Je me penchais, observant ces billes noires au milieu des iris noisette quand une odeur incongrue s’insinua délicatement dans mes sinus, flottant jusqu’à mon cerveau. Elle me prit tellement par surprise que je me reculai d’un pas, avant de me concentrer sur sa provenance. Le cœur battant, j'inspirai profondément, laissant mes neurones décoder petit à petit ses notes particulières. Le goût métallique se colla à mon palais alors que l’effet coagulé râpait sur ma langue. Du sang. C’était bien du sang.

Je fis encore un pas en arrière, contemplant le tableau de chasse qui s’offrait à moi. L’arbre mort. Je me rapprochai de lui, délaissant pour de bon le repas du lion de montagne. Je laissai mon nez me guider et mes yeux suivre ce que mon odorat avait attrapé. Les racines de l’arbre étaient très détaillées, donnant cet aspect tordu et noir d’une plante qui avait tout fait pour survivre, mais qui avait dû finalement abdiquer devant les sécheresses trop dures du sol. Celles sur lesquelles se trouvait le lapin étaient solidement accrochées au tronc, on voyait à peine la jonction des barres de métal qui servaient de squelette à la construction. Pourtant, en examinant un peu mieux sur le côté, une des racines ne semblait pas avoir bénéficié du même soin. Ou plutôt, elle semblait avoir été déboîtée de manière brutale avant d’être remise grossièrement. Si on observait bien, il y avait comme une fissure qui n’avait pas été colmatée, la branche avait été juste reposée à côté, accolée, comptant sur l’immobilité de la scène et sa place discrète pour attendre une réparation future, mais qui ne viendrait probablement jamais.

L’ayant ainsi repérée, je m’accroupis pour être au plus proche d’elle, passant sous la rambarde furtivement après avoir vérifié qu’il n’y avait pas d’enfants ou d’adultes pour suivre mon mauvais exemple, bien que mon uniforme du jour protégeait un peu mes actions. Au plus près, je sentis nettement le parfum rance de l'hémoglobine séchée. Il n’y avait pas de doute. La racine en était pleine, même si à cause de sa couleur tirant vers le noir, on ne pouvait pas s’en apercevoir visuellement.

Je me relevai lentement, les muscles protestant contre ce mouvement de tortue. Pourquoi une racine de décor serait-elle enduite de sang ? Qu’avait dit Zachariah quant à la cause de la mort de Sara ? Un coup contondant à l’arrière de la tête ? Si je sentais le sang, c’est qu’il devait en rester assez sur ce machin pour l’analyser et voir s’il collait à celui de Sara, en espérant qu’il n’y ait pas une autre victime.
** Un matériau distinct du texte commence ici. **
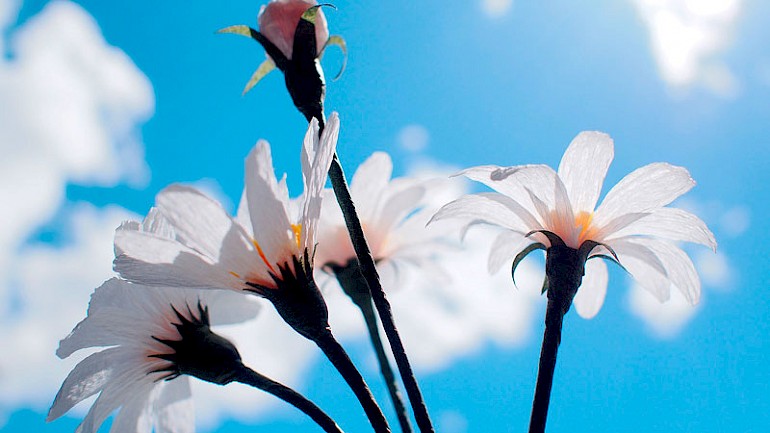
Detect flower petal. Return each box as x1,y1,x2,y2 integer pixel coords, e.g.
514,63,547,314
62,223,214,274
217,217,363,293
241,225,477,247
573,259,609,319
113,229,238,290
633,238,701,305
300,112,340,251
246,140,293,264
559,131,614,213
608,238,671,302
46,347,121,421
350,152,393,221
612,207,717,251
428,193,533,238
487,230,531,274
155,185,236,261
594,162,695,227
154,376,195,433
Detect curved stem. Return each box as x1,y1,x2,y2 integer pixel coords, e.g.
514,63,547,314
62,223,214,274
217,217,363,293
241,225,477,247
333,259,412,433
314,331,390,433
329,153,434,433
303,110,435,433
233,365,342,433
529,296,564,433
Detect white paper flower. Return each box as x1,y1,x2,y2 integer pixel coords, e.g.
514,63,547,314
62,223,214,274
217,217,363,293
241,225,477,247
114,113,339,294
434,132,716,318
48,279,257,433
315,152,447,286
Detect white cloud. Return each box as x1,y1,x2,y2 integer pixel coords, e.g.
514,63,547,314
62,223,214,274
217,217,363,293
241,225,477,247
0,1,154,271
327,223,543,372
628,284,699,338
0,203,135,412
397,125,430,153
481,0,513,18
633,0,743,98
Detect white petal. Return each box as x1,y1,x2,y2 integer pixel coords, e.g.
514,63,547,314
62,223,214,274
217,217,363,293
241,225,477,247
300,112,340,250
154,376,195,433
350,152,393,221
46,348,120,421
487,230,531,274
594,162,695,227
608,238,671,302
374,184,425,233
76,362,152,433
155,185,236,260
559,131,614,213
458,165,529,203
430,193,534,234
573,258,609,319
612,207,717,251
246,141,293,264
110,383,154,433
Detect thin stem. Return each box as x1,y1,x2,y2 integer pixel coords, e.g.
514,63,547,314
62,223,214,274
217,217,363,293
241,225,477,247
529,296,564,433
314,331,390,433
329,153,434,433
303,110,435,433
334,259,412,433
234,366,342,433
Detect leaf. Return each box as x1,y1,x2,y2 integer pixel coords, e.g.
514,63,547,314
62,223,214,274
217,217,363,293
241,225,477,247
241,57,275,95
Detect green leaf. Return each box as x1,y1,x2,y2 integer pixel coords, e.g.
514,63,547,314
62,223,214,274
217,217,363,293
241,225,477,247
217,25,252,38
241,57,275,95
321,35,348,81
511,242,545,286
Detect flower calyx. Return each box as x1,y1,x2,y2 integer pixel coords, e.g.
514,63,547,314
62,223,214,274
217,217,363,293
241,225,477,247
245,250,330,341
218,0,347,121
148,302,243,385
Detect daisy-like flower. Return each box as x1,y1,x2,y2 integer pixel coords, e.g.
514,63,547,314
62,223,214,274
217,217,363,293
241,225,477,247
114,113,390,432
114,114,339,338
315,152,447,287
434,132,716,318
48,279,257,433
219,0,347,121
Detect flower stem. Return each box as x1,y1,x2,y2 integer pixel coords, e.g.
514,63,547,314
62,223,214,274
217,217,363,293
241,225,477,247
529,296,564,433
234,365,342,433
305,115,435,433
313,331,390,433
529,243,586,433
332,258,412,433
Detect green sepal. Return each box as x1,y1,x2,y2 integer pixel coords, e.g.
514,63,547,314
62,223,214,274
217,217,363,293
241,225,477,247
511,242,546,287
241,57,275,96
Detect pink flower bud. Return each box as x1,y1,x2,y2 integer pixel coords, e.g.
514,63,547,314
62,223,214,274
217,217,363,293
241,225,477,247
257,0,329,59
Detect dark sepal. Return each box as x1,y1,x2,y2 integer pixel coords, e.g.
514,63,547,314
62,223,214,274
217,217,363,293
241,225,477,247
246,251,330,341
148,302,242,385
511,242,546,287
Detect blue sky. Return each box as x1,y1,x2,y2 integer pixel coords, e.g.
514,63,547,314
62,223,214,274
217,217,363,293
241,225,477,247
0,0,770,433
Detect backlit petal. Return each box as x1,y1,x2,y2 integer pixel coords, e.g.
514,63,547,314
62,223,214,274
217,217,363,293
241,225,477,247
594,162,695,226
612,207,717,250
559,131,614,213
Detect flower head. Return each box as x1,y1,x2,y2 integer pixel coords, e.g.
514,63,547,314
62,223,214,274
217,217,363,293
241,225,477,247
434,132,716,317
114,113,339,340
219,0,347,121
316,152,446,290
48,279,257,433
257,0,329,60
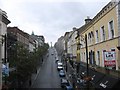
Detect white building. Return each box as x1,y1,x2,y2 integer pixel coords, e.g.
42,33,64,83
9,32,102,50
67,28,77,60
0,9,10,90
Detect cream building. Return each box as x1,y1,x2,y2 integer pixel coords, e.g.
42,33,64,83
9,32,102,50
80,2,120,70
0,9,10,90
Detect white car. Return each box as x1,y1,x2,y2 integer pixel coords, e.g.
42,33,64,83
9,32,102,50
57,66,63,71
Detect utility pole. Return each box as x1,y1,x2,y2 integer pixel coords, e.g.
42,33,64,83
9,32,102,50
4,34,7,85
85,34,89,90
50,42,52,47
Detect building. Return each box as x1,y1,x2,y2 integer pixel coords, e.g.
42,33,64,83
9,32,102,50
67,27,77,61
31,32,45,47
7,27,29,49
0,9,10,90
80,2,120,70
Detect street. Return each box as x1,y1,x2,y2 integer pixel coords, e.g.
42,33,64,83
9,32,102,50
31,48,61,88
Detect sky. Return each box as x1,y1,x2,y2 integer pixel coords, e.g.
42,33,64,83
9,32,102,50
0,0,111,44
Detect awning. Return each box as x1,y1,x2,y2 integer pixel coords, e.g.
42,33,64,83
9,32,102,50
89,69,105,85
95,75,120,90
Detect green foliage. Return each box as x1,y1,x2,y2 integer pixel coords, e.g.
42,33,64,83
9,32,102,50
9,43,49,85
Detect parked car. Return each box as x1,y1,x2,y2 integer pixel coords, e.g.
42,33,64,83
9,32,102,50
57,66,63,71
61,78,70,88
59,70,65,77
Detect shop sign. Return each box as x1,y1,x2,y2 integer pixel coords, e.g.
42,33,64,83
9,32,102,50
104,51,116,66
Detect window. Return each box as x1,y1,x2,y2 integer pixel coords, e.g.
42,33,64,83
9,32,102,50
97,51,100,66
96,30,99,43
109,20,114,38
101,26,105,41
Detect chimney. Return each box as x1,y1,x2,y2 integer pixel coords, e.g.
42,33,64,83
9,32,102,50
85,16,92,24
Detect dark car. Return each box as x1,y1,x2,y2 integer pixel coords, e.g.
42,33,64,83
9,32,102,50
59,70,65,77
61,78,70,88
65,85,73,90
57,66,63,71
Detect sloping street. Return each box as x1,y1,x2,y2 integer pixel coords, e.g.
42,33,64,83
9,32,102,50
31,48,60,88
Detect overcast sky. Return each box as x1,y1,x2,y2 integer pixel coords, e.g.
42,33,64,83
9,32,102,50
0,0,111,44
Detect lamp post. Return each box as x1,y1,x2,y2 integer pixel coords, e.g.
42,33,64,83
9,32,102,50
79,34,91,90
85,34,89,77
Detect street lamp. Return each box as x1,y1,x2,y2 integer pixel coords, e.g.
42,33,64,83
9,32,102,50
79,34,91,90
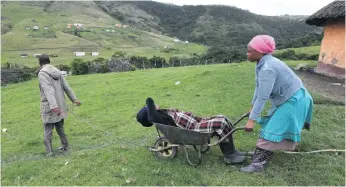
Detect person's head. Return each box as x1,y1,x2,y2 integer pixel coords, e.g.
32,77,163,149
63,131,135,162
38,54,50,66
137,107,153,127
247,35,275,62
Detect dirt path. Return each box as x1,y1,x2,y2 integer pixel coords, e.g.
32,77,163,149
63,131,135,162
295,71,345,102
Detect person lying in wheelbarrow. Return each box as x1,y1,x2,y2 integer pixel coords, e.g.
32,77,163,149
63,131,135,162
137,98,246,164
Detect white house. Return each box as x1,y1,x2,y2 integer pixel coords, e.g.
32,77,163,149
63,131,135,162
73,23,84,27
60,71,67,76
74,52,85,56
20,54,28,58
91,52,100,56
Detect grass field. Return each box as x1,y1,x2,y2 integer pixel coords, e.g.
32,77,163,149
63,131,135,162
1,2,207,67
1,62,345,186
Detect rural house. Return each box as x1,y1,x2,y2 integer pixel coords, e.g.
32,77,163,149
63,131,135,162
73,23,84,28
20,53,28,58
34,54,41,58
91,52,99,56
305,0,345,78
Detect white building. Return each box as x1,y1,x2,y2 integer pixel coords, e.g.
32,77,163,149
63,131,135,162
60,71,67,76
73,23,84,27
74,52,85,56
91,52,100,56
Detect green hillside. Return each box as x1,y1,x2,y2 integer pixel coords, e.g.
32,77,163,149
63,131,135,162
1,63,345,186
1,1,207,66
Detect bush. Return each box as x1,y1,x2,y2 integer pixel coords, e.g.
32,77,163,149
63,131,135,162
71,59,88,75
55,64,71,72
1,63,34,85
274,49,319,60
129,56,151,69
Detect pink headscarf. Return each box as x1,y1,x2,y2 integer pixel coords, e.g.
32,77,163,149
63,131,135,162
248,35,275,54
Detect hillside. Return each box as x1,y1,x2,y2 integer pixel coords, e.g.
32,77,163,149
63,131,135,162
1,63,345,186
1,1,207,66
96,1,322,50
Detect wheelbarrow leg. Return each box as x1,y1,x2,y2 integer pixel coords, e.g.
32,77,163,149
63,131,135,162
182,145,202,166
219,136,246,164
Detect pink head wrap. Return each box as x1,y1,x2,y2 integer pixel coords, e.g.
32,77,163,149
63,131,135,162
248,35,275,54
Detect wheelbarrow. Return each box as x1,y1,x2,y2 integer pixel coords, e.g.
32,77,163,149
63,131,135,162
149,113,251,166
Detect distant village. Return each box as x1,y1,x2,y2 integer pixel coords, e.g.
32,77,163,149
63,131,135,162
20,23,189,58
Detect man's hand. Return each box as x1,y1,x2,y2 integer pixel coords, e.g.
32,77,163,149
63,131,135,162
52,107,61,116
244,119,255,132
73,100,82,106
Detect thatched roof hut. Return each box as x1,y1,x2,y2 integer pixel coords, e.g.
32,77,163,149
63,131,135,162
305,0,345,79
305,0,345,26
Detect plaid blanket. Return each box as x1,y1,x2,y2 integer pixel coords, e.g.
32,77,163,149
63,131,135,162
166,109,233,138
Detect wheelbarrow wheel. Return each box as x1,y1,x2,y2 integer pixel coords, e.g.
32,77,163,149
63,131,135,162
154,138,178,159
193,139,210,153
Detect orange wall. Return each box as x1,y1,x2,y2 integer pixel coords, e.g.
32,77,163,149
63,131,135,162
318,21,345,69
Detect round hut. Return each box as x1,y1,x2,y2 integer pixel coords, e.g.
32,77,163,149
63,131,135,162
305,0,345,79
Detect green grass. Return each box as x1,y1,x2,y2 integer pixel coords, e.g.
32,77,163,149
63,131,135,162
275,46,321,54
1,2,207,67
1,63,345,186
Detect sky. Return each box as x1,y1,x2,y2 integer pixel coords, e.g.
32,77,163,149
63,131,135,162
154,0,334,16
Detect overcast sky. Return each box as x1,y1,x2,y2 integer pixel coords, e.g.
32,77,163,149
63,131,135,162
155,0,334,16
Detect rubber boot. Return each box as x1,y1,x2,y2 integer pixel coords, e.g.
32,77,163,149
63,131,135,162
240,147,274,173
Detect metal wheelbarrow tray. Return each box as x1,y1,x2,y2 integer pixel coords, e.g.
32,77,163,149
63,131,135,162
149,113,249,166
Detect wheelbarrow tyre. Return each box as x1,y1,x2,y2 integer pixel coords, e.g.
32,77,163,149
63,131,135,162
193,139,210,153
154,138,178,160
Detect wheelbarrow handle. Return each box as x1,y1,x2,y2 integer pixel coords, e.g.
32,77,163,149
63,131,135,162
233,112,250,126
208,126,245,146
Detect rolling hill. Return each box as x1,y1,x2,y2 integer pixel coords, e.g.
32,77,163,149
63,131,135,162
1,1,321,67
1,1,207,66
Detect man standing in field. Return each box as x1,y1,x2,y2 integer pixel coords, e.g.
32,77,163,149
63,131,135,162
38,55,81,156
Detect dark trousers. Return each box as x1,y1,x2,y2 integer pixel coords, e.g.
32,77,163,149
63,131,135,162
43,119,68,153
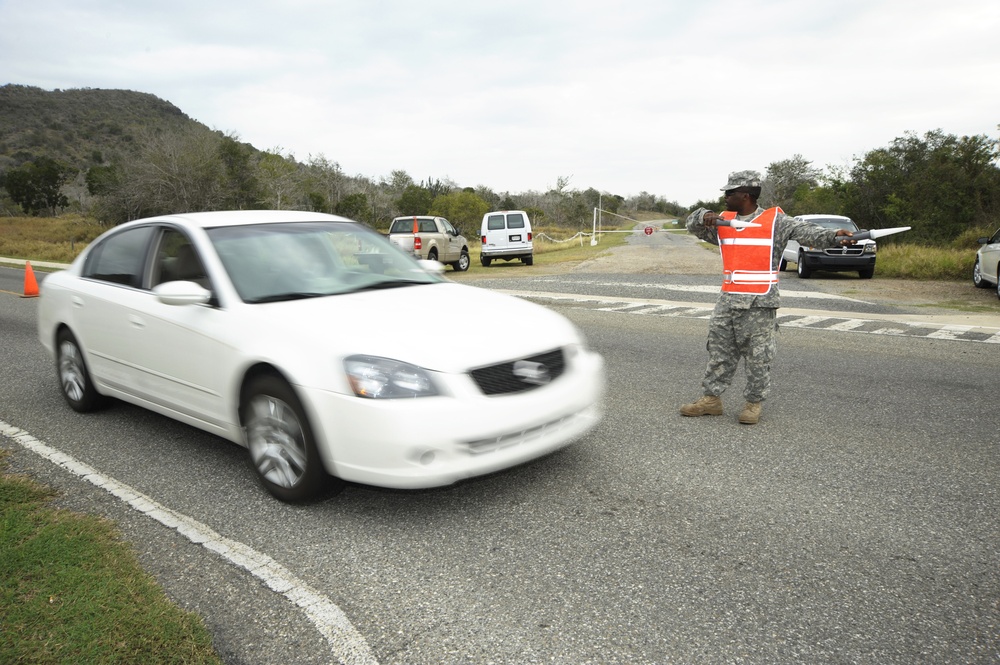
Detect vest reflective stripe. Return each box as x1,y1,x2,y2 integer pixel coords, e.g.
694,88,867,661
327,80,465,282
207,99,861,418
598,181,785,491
719,238,771,246
716,208,781,295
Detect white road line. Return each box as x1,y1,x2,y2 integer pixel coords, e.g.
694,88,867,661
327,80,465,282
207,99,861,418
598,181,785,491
0,420,378,665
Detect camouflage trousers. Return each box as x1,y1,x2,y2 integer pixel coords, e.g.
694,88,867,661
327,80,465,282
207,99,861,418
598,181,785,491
701,302,778,402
Mais s’il s’agissait vraiment de l’arme du crime, cela voulait dire que Sara avait été tuée ici, sur son lieu de travail. J’eus soudain une boule dans la gorge, balayant la zone d’un regard nouveau et sinistre. Dans un endroit qu’elle aimait tant.

Je devais prévenir les autorités de ma découverte. Et pour ça, j’avais besoin d’Ishmail. Je refusais d’être seule face à Duchesne ou la Matriarche. Secouant la tête, j’essayai de recouvrer la raison, tentant d’ignorer cette sensation de brûlure que je ressentais à la nuque. Je n’avais plus envie d’être le lapin qui se tétanisait de terreur devant cette impression de danger inconnu. Sara avait besoin de moi pour lui rendre justice. D’un pas décidé, je retournai vers les bureaux du Parc afin de retrouver le Grand Méchant Loup qui m’aiderait à mettre le bourreau de Sara derrière les barreaux.